Villa Majorelle à Nancy

 

           Villa Majorelle

Ses promoteurs se fixent comme but de promouvoir les arts décoratifs. À la croisée de l’art et de l’industrie, cette école investit ainsi les domaines de l’architecture et du mobilier par l’intermédiaire des techniques les plus diverses.

 

Et à Besançon !

Le développement du quartier des Chaprais et la construction « des villas 1900 »  rue de Vittel se fit progressivement :

Villa rue de Vittel

                       6 rue de Vittel

La disparition de la plupart des vignes sur les collines de Besançon.

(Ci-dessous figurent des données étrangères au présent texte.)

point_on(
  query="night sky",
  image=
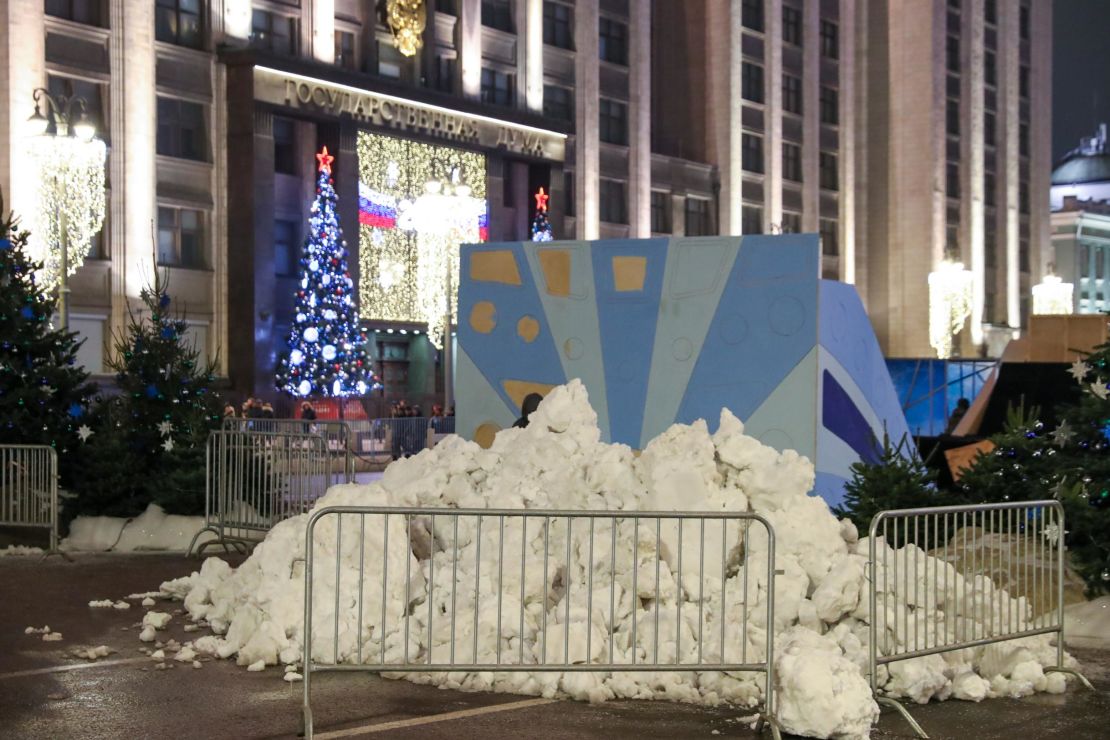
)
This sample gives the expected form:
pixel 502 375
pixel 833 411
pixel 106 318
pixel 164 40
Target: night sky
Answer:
pixel 1080 71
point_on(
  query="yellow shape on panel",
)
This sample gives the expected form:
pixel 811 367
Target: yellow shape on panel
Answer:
pixel 483 316
pixel 556 266
pixel 496 266
pixel 517 389
pixel 628 274
pixel 527 328
pixel 485 433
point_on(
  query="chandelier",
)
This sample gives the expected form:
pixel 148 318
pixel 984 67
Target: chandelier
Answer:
pixel 406 21
pixel 1052 295
pixel 444 216
pixel 949 304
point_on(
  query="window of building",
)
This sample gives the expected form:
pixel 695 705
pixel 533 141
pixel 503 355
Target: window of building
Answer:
pixel 828 175
pixel 181 130
pixel 286 247
pixel 697 216
pixel 830 40
pixel 791 162
pixel 752 152
pixel 952 117
pixel 752 82
pixel 613 41
pixel 661 212
pixel 497 13
pixel 750 220
pixel 558 24
pixel 568 192
pixel 284 132
pixel 344 50
pixel 444 73
pixel 179 21
pixel 830 105
pixel 614 122
pixel 390 61
pixel 830 240
pixel 752 14
pixel 90 92
pixel 791 94
pixel 614 201
pixel 90 12
pixel 180 237
pixel 497 88
pixel 273 32
pixel 791 26
pixel 558 102
pixel 952 53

L’assouplissement des contraintes imposées par l’armée pour les constructions.

L’aménagement de la promenade Micaud se fait en 1843 sur d’anciens terrains militaires.

micaud pont et bassin

                        La passerelle métallique qui franchissait le Doubs sans piles intermédiaires depuis 1838 est remplacée en 1883 par l’actuel pont de la République.

Apparition de la gare Viotte, au-dessus des Glacis, construite en bois en 1855. Suite à sa destruction pendant la 2ème guerre mondiale, elle fut reconstruite en dur. Elle passa  d’un nombre peu important de voyageurs à ses débuts au flux continu que nous connaissons actuellement.

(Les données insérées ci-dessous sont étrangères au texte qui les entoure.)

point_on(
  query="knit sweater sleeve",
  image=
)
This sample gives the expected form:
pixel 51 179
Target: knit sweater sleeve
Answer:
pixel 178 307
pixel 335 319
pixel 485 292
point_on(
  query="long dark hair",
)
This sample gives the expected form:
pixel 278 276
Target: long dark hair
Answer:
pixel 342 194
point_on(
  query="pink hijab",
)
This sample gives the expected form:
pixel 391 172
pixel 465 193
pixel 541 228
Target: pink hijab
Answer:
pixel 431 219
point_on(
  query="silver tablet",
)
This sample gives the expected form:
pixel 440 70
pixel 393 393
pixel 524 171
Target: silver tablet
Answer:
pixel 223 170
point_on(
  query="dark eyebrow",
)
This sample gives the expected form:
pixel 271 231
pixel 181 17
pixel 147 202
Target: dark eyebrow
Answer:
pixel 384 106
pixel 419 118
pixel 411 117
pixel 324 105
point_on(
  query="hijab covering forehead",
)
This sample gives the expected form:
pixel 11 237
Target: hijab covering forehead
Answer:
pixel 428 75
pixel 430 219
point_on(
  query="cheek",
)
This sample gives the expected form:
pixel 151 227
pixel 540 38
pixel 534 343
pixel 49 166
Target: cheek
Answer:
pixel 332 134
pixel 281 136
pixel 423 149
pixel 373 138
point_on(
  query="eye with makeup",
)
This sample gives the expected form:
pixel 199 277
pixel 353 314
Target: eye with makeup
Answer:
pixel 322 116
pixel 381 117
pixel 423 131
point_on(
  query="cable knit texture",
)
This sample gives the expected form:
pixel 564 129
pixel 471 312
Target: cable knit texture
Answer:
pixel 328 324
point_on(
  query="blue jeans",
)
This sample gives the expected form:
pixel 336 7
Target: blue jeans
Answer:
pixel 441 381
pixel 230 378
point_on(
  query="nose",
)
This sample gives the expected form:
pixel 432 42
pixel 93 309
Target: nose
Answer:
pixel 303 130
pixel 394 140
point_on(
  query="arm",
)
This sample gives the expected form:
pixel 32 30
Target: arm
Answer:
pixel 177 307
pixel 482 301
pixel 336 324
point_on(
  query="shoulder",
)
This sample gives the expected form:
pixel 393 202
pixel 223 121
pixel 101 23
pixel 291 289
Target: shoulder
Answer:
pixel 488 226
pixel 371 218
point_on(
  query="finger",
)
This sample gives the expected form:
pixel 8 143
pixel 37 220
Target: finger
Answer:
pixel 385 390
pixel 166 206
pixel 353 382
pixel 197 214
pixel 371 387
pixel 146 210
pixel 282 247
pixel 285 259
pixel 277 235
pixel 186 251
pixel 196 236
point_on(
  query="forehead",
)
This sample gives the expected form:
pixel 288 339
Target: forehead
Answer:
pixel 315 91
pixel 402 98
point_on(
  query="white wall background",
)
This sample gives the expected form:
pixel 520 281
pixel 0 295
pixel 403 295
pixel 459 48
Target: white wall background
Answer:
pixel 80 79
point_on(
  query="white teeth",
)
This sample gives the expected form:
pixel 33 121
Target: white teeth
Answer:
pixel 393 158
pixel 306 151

Le site des Glacis est jugé trop excentré et la municipalité décide de construire une nouvelle gare en dur sur le site de la Mouillère, en 1884.

En 1892 apparaissent les premiers bâtiments de l’Établissement thermal de la Mouillère, suivront l’Hôtel des Bains et le Casino.

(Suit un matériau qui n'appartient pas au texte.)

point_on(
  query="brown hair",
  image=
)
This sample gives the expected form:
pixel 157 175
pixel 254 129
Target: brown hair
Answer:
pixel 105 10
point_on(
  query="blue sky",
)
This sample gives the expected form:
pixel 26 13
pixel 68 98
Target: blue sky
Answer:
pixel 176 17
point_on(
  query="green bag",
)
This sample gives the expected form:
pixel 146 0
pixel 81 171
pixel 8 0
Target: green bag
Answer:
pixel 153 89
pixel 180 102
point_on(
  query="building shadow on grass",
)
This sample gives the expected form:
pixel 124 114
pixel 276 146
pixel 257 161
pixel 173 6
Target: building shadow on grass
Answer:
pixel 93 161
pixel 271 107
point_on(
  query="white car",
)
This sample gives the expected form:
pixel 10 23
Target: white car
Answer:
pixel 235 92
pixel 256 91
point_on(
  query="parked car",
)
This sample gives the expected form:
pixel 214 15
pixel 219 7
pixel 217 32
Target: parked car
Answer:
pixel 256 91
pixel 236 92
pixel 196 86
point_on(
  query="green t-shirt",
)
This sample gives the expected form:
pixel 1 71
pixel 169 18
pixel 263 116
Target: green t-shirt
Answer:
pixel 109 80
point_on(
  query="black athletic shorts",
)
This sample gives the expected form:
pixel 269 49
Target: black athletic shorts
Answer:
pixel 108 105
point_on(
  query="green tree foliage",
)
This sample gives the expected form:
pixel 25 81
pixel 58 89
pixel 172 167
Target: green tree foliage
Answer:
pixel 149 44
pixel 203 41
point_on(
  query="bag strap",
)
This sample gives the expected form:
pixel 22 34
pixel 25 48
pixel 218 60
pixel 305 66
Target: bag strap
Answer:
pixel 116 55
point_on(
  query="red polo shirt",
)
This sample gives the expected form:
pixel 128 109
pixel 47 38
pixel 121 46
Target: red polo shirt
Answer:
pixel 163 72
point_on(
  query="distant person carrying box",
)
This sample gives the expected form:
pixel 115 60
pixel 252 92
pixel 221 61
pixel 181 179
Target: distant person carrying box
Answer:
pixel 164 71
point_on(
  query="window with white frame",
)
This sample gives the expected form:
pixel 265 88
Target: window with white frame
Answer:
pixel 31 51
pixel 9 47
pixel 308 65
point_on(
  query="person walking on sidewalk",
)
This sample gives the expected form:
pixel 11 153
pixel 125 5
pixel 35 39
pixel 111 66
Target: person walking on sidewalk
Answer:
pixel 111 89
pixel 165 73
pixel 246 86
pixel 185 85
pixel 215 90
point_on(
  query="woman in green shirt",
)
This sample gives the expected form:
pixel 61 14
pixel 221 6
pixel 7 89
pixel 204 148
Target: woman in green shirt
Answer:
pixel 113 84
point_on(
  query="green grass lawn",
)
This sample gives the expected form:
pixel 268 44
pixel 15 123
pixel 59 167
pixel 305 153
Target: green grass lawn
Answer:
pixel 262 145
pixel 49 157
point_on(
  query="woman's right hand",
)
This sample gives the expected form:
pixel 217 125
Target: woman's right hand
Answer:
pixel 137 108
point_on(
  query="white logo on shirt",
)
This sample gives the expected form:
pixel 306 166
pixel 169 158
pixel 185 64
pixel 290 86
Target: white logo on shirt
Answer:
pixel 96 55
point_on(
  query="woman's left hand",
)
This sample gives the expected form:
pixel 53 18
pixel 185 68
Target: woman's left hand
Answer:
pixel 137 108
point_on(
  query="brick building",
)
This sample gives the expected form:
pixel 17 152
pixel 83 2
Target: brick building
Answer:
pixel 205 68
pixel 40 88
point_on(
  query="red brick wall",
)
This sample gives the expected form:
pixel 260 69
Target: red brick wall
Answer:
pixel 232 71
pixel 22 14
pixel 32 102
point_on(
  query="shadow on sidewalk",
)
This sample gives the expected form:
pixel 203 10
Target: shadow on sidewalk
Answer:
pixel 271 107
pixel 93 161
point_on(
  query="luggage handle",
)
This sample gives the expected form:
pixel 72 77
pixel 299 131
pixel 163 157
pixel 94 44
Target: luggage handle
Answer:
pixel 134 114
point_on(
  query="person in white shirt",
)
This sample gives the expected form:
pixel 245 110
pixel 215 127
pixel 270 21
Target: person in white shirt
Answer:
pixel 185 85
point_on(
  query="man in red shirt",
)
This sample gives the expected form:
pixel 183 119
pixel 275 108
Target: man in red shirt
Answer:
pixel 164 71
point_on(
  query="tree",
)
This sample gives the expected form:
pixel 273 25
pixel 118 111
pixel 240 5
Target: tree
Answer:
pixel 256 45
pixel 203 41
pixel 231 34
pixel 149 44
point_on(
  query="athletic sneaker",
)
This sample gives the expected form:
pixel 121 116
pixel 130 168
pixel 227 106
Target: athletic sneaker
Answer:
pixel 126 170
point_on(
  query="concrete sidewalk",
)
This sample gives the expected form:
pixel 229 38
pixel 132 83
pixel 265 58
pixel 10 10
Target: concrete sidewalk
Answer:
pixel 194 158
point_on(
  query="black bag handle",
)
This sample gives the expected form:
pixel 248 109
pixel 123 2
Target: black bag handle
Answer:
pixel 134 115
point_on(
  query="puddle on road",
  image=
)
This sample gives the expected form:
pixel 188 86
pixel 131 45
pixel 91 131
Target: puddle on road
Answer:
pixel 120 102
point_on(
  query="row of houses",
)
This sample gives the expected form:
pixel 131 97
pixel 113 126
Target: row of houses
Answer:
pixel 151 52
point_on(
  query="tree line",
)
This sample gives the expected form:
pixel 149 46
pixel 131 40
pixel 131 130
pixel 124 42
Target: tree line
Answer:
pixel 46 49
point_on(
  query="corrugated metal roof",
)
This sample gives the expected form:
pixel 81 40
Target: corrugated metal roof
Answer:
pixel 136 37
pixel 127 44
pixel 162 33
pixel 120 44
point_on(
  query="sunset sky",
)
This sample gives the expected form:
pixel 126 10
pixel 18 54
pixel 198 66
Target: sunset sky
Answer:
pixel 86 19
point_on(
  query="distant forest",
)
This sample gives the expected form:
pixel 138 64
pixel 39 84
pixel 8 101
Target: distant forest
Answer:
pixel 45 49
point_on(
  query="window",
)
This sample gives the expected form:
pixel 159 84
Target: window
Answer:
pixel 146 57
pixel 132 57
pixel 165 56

Enfin les transports sont facilités par l’ouverture de lignes périphériques de tramways en 1897.

Villa avenue Denfert Rochereau

         Avenue Denfert Rochereau

            Tous ces événement ne sont pas étrangers au développement du quartier et à l’apparition vers 1900 du lotissement entre-autre des Villas (1896 et 1912) de la rue de Vittel, donnant cette impression de «campagne à la ville», proche du centre et ouvert sur l’extérieur grâce au chemin de fer et au tramway.

art nouveau rue de vittel

          Angle rue de Vittel, avenue Fontaine Argent

  Besançon s’est déplacé au-delà de la ceinture du Doubs et des dizaines « de villas 1900 »  et des immeubles de rapport sont apparus dans tous les quartiers périphériques.

villa rue des Jardins

rue des Jardins

Certaines sont encore visibles dans quelques quartiers : Bregille, Saint-Claude, Montrapon, Saint-Ferjeux, le Rosemont entre-autres, plus rares dans d’autres quartiers.

Villa rue de la Rotonde

           Rue de la Rotonde

Des bâtiments publics comme la grande poste et la brasserie du commerce (rue des Granges) par exemple.

Beaucoup de constructions ont été détruites (promoteurs) et d’autres ont été rénovées et modernisées, ayant perdu les ornementations d’origines.

Nous vous donnons donc  rendez-vous le 8 novembre pour échanger sur cette période d’extension du quartier.

Jean-Pierre Regazzoni

Et n’oublions pas la conférence de M. Joseph Pinard sur Albert Metin le lundi 5 novembre, à 18 h00, au Petit Kursaal.